POLYTECHNIQUE Un film, un souvenir, une blessure
Louise Melançon, Myriam
L’événement du 6 décembre 1989. Presque 20 ans plus tard.
Un film projeté sur nos écrans. Le projet de la comédienne Karine Vanasse, annoncé et entrepris, il y a trois ans, est rendu à terme, grâce au cinéaste Denis Villeneuve et au scénariste Jacques Davidts.
Comme bien d’autres, je me demande: est-ce que j’irai le voir? Le 7 décembre 1989 au matin, je donnais un cours sur l’espérance… Parmi les étudiants, une jeune femme pleure une des victimes, membre d’une famille amie. C’est un souvenir encore vivant en moi. J’ai attendu avant d’aller voir ce film. J’ai lu et écouté les commentaires. Et après un certain temps, j’y suis allée. J’aime le cinéma. Et on disait que c’était un film sobre, évocateur, une oeuvre de fiction en noir et blanc, brillamment réalisée.

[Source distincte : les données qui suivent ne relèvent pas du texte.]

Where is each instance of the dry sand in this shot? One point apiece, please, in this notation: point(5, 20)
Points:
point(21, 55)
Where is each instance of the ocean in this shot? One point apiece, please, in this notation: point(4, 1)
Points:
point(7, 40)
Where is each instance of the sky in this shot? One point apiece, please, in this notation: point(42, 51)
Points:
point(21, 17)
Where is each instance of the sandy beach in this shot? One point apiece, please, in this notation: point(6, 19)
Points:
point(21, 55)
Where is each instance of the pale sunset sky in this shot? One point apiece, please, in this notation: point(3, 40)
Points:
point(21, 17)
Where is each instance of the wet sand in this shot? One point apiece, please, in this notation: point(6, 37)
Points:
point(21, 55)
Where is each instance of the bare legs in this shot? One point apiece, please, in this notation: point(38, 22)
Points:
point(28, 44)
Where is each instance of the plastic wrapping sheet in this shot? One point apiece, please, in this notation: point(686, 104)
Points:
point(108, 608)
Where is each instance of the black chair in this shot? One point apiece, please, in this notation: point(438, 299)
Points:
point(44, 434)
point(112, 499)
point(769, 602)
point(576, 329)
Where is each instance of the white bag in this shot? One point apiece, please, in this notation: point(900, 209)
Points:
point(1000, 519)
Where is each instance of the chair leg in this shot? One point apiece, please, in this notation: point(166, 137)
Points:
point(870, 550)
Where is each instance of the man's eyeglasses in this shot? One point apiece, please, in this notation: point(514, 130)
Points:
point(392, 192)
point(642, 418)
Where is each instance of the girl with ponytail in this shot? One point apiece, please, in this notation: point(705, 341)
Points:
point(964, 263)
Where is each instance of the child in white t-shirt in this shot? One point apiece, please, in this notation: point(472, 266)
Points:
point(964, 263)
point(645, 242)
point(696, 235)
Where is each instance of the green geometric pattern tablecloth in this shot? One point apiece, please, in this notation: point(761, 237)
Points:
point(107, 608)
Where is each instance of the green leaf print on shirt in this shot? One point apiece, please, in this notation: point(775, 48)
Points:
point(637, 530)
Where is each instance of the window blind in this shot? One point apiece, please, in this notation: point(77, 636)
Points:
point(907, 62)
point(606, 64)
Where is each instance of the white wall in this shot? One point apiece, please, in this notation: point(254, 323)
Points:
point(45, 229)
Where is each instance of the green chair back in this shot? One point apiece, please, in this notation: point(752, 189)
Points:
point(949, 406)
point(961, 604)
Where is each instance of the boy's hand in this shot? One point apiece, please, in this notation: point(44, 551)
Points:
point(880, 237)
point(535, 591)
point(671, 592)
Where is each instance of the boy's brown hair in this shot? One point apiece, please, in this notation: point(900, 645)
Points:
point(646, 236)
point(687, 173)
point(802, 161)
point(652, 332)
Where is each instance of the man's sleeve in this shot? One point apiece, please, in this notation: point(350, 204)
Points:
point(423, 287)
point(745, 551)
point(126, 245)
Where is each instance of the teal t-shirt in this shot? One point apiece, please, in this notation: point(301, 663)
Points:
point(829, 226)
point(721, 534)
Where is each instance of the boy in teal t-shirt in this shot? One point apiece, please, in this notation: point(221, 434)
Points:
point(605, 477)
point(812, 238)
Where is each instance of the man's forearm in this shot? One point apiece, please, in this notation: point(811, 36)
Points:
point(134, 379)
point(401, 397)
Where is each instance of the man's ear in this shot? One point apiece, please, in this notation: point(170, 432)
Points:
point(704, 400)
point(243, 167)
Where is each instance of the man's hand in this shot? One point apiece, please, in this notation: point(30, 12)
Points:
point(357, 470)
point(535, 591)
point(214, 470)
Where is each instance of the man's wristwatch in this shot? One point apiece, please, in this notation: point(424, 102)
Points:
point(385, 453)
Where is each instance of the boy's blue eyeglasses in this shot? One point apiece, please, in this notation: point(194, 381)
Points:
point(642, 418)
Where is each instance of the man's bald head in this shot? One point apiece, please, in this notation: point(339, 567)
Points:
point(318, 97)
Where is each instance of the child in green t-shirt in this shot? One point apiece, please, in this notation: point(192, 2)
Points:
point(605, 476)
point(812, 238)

Ce fut une expérience dure: le bruit assourdissant des coups de fusil dans mes oreilles, et puis les temps de silence oppressants, et puis les fuites affolées dans les corridors et les escaliers… Ce fut un choc, autrement qu’il y a 20 ans, mais non moins violent… Et pourtant, je dirais que c’est un film à voir. À la suite de Nathalie Petrowski, je dirais: « C’est… moins une aventure qu’une épreuve, mais c’est aussi un moment puissant de partage avec les victimes et leurs familles dont nous avons imaginé l’effroi et la douleur, sans jamais en faire la terrifiante expérience. Or, c’est précisément ce qu’accomplit le film de Denis Villeneuve en nous entraînant sur la scène du crime, au coeur du champ de bataille, dans la violence insensée qui fait rage entre un tueur fou et des jeunes femmes réduites à l’état de cible comme le sont toutes les victimes de guerre.»(La Presse, 28/01/09)
Trois personnages: Valérie (Karine Vanasse), une des étudiantes survivantes, Jean-François (Sébastien Huberdeau), étudiant qui porte toute la culpabilité de ceux qui ont été écartés, impuissants, et le tueur (Maxim Gaudette), au regard vide qui exprime la folie mystérieuse de cette horrible tuerie.
Trois points de vue sur un événement incompréhensible qui a blessé toutes les femmes du Québec, et atteint aussi les hommes.
Le film de Denis Villeneuve était à Cannes, à la Quinzaine des réalisateurs. Un film remarquable sur un événement inoubliable.